项目摘要 迫切需要开发新的方法来治疗患有肺损伤的患者 2019冠状病毒病（COVID-19）的严重影响证明了这一点，COVID-19是一种全球大流行病， 据估计，在撰写本文时，美国约有5000万人受到影响， 发病率、大量的医院和重症监护利用率以及死亡率。在多项临床前研究中，我们和 其他人已经确定了低剂量外源性一氧化碳（CO）在急性肺损伤中的治疗潜力， 包括在病毒诱导的肺损伤中，通过减少炎症和促进病毒清除。 到目前为止，吸入CO气体（iCO）和CO结合载体分子（CORM）已成为选择的模式 在大多数动物和所有临床研究中，已证明CO的安全性和耐受性 在23项成功的I期和II期临床研究中，包括患有肺部疾病（如ARDS）的患者 和COPD。
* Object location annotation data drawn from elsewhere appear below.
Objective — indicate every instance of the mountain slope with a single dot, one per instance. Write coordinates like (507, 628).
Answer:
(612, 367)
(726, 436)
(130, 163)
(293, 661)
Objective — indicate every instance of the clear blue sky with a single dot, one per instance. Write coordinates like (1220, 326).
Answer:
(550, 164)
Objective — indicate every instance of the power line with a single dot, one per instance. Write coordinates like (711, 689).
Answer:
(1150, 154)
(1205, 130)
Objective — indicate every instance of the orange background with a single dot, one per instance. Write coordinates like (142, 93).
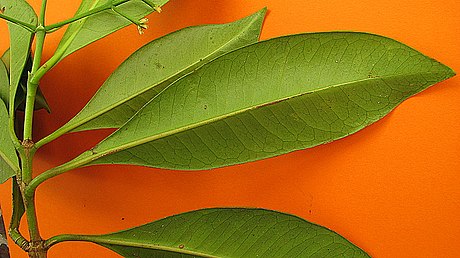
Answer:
(393, 188)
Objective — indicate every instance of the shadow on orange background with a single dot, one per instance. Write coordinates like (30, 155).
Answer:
(393, 189)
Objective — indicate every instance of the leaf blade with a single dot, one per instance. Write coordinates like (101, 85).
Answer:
(150, 69)
(275, 110)
(229, 232)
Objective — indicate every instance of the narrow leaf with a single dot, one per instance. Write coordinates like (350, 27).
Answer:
(18, 206)
(150, 69)
(229, 232)
(83, 32)
(40, 100)
(9, 163)
(4, 250)
(270, 98)
(4, 83)
(20, 39)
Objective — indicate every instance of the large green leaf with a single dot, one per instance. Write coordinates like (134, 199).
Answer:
(20, 39)
(83, 32)
(229, 233)
(270, 98)
(9, 163)
(150, 69)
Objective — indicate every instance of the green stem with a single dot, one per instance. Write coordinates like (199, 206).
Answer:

然而，预期iCO和CORMS不是药学上可接受的和可行的。 COVID患者的治疗选择，因为对于iCO， 压缩CO气瓶的存在和不精确的剂量，特别是在COVID-19患者中， 呼吸功能有限且可变，对于CORM，释放动力学和毒理学存在问题 与载体分子有关。本项目的目的是研究HBI-002， 剂量CO药物产品，其使得能够在与急性肺部感染相关的病毒感染中使用低剂量CO。 例如COVID-19。 HBI-002是一种含有CO的口服液体药物产品。HBI-002的IND已经到位，并进行了1期临床试验 计划在2022年进行的健康志愿者研究。开发的下一步是证明HBI-002是有效的 在病毒性急性肺损伤的临床相关动物模型中，如用其他形式的CO所示， 更好地了解潜在的作用机制。基于大量的急性肺损伤中CO的文献， 损伤以及我们和其他人在病毒诱导的肺损伤中的发现，我们的中心假设将在本研究中进行验证。 项目是：HBI-002调节免疫反应以调节炎症并改善病毒清除 在病毒诱导的肺损伤的实验模型中，足以保证2期临床试验。